Fallen Friday: Series Plotting

Fallen Friday: Series Plotting

I think that image sums up how I feel about plotting my series right now. I have around fourteen viewpoint characters between my husband (who plans on writing some in this series, too) and I. The metaplot is substantial, but certainly not excessively convoluted. But finding out how everyone ties together into it, and what to reveal in which book when is a lot. Particularly since we have to introduce some POV characters before some events.

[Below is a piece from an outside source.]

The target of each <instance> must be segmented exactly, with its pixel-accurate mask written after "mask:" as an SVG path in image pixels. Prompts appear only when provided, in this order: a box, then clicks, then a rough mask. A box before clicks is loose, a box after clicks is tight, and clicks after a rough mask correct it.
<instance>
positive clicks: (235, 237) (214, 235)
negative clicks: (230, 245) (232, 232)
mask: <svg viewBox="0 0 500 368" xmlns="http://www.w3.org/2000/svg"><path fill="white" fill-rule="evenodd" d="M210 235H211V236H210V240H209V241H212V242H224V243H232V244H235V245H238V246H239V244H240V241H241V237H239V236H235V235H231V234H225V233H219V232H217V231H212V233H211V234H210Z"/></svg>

When doing series plotting, I always look to Avatar: the Last Airbender for advice because it is, in my mind, the best recent example of the three-act structure in action. I can plot each episode, each season, and the entire series on the beat sheet, which is pretty impressive in all honesty. That tight pacing and storytelling is brilliant, and it is the number one example I always return to when considering the plot.

I’m obviously not going to give you spoilers on my metaplot. That would just be…well…the first book’s not even OUT yet!

I’ve been doing most of that plotting on pen and paper. Or close enough thereto–I use a Rocketbook because between D&D, writing, and life, I used to keep dozens of notebooks and never get anywhere with them. I kept losing all of them and couldn’t find the one I needed when I needed it, so making the switch was great. I love my Rocketbook and wouldn’t go anywhere without it.

There are many methods to plotting things out, including index cards, software, mind mapping, the Beat Sheet (my preferred method), the Snowflake method, and many others. For me, paper and the Beat Sheet are my go-to pairing. I don’t do pantsing because with my ADHD, I’d wander off into the weeds and get lost or write something incomprehensible. I know. I’ve done it. The manuscripts I have from high school are, well. . . Let’s not talk about those. ‘Tis a silly place.

I don’t yet know how many books are going to be in the series yet, but I know it’s going to be more than four, since I’m at four for the first act of the series overall. And since act two is usually twice as long as act one, we’re looking at a lot of real estate. That isn’t to say it won’t be twice as many NOVELS, but it has a lot of ground to cover in terms of the story itself. I should probably put up a cork board somewhere, but then I run the risk of becoming the living embodiment of the picture at the top of this blog post.

I don’t know, maybe “sleepless conspiracy nut” will be in next year.